Nearly 10 million patients suffering from rare diseases in China are facing difficulties receiving proper diagnosis and treatment, medical experts and charity groups said at the second China Rare Disease Summit on the sixth World Rare Disease Day on Thursday.
Medicine shortages, limited knowledge of rare diseases and a lack of a comprehensive national medical insurance program are the main reasons for incorrect diagnosis and treatment, experts and relatives of some patients said at the Summit held in Beijing.

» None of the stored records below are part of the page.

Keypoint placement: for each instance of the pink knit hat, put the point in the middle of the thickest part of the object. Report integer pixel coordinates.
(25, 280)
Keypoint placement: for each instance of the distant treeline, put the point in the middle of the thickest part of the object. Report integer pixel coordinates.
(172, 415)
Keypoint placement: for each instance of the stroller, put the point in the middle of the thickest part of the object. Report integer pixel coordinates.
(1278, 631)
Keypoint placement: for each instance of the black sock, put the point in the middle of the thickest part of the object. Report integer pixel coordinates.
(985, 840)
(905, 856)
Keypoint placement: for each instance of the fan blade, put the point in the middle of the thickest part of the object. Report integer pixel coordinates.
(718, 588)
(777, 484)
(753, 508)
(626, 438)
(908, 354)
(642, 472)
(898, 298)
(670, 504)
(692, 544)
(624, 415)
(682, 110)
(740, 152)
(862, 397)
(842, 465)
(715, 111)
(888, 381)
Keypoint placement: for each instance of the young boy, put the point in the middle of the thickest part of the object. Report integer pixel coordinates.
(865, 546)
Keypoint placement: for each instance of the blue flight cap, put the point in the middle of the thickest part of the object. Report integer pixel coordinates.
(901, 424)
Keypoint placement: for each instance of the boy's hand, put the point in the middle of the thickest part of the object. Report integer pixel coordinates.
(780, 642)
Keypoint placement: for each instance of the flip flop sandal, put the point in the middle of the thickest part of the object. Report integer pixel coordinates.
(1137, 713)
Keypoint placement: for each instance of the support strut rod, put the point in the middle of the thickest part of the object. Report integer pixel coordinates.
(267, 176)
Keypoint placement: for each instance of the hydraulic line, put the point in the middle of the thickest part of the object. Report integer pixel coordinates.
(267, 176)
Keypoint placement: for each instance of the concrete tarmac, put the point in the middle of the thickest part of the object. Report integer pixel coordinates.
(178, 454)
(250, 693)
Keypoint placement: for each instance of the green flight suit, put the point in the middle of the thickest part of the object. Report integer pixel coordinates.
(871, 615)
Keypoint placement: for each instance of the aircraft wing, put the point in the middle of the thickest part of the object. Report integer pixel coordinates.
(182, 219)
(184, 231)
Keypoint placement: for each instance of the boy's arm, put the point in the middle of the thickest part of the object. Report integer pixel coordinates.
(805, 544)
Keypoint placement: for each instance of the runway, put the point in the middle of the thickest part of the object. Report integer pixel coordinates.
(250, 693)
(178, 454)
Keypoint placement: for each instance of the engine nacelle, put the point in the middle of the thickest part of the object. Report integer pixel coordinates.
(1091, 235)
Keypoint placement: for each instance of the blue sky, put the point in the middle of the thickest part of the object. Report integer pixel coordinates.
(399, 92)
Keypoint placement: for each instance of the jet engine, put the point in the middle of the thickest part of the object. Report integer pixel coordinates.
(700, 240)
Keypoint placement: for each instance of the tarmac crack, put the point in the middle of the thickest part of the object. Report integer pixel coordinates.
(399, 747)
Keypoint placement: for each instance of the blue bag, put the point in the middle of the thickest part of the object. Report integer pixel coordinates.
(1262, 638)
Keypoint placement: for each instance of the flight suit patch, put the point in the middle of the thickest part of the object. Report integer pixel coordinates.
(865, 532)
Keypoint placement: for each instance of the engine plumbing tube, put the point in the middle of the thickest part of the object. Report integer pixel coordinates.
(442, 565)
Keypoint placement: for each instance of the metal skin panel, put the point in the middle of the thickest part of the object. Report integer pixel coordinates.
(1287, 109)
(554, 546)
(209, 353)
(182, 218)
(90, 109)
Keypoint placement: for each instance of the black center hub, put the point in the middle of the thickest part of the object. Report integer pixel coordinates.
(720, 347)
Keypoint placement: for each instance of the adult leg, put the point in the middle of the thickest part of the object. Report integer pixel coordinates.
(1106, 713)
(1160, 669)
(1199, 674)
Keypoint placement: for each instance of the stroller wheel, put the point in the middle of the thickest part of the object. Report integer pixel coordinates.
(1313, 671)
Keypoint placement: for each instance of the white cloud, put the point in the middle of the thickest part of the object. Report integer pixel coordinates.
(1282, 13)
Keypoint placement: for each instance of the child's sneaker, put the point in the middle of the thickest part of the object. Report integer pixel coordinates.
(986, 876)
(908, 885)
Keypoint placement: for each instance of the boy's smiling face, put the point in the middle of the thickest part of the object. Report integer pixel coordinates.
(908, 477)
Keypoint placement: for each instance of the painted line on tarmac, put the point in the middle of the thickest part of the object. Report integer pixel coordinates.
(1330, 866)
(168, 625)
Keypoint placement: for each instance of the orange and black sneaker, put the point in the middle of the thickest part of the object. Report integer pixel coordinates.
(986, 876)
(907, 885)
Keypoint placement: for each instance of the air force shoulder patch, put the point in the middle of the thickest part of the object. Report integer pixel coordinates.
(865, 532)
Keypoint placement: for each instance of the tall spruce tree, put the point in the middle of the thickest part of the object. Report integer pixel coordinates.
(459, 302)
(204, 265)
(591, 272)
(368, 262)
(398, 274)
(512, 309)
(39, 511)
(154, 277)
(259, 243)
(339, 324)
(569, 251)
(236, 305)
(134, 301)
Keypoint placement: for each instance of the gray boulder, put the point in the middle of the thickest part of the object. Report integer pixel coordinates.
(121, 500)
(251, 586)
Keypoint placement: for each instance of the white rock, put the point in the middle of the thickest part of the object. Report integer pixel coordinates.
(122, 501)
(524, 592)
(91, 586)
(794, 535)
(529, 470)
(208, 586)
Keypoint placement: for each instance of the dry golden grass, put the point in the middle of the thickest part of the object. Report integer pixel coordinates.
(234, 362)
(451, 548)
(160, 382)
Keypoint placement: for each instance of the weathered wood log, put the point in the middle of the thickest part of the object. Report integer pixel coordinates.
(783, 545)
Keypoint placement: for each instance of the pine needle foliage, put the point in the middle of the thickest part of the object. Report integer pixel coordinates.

According to the World Health Organization, a rare disease is one that affects a small percentage of the population, ranging from 0.65 in 1,000 to 1 in 1,000. Most of them are caused by genetic disorders and are difficult to cure.
The summit discussed many difficulties the patients and their family members face and the methods they use to solve them.
"Many treatments for rare diseases are not included in the national medical insurance, and some treatments can cost as much as 200,000 yuan ($32,140) a month," Li Dingguo, director of the rare disease branch of the Shanghai Medical Association, said at the summit, adding that some patients have to go without treatment because they can't afford it.
"The hospitals which are able to diagnose and give treatment for rare diseases should offer help to the other hospitals, especially those in less developed areas in China." Ding Jie, vice director of the Peking University First Hospital, said.
Some medicine companies and relatives of patients told the Global Time at the summit that most drugs are imported from foreign countries and usually take a long time to receive approval before they reach the Chinese market. The sale of some effective drugs, they say, is banned on the Chinese mainland.
Also at the meeting, the first national organization for the study of rare diseases was launched in Jinan, Shandong Province, by seventeen medical institutions, Han Jinxiang, Party secretary of the Shandong Academy of Medical Sciences, announced.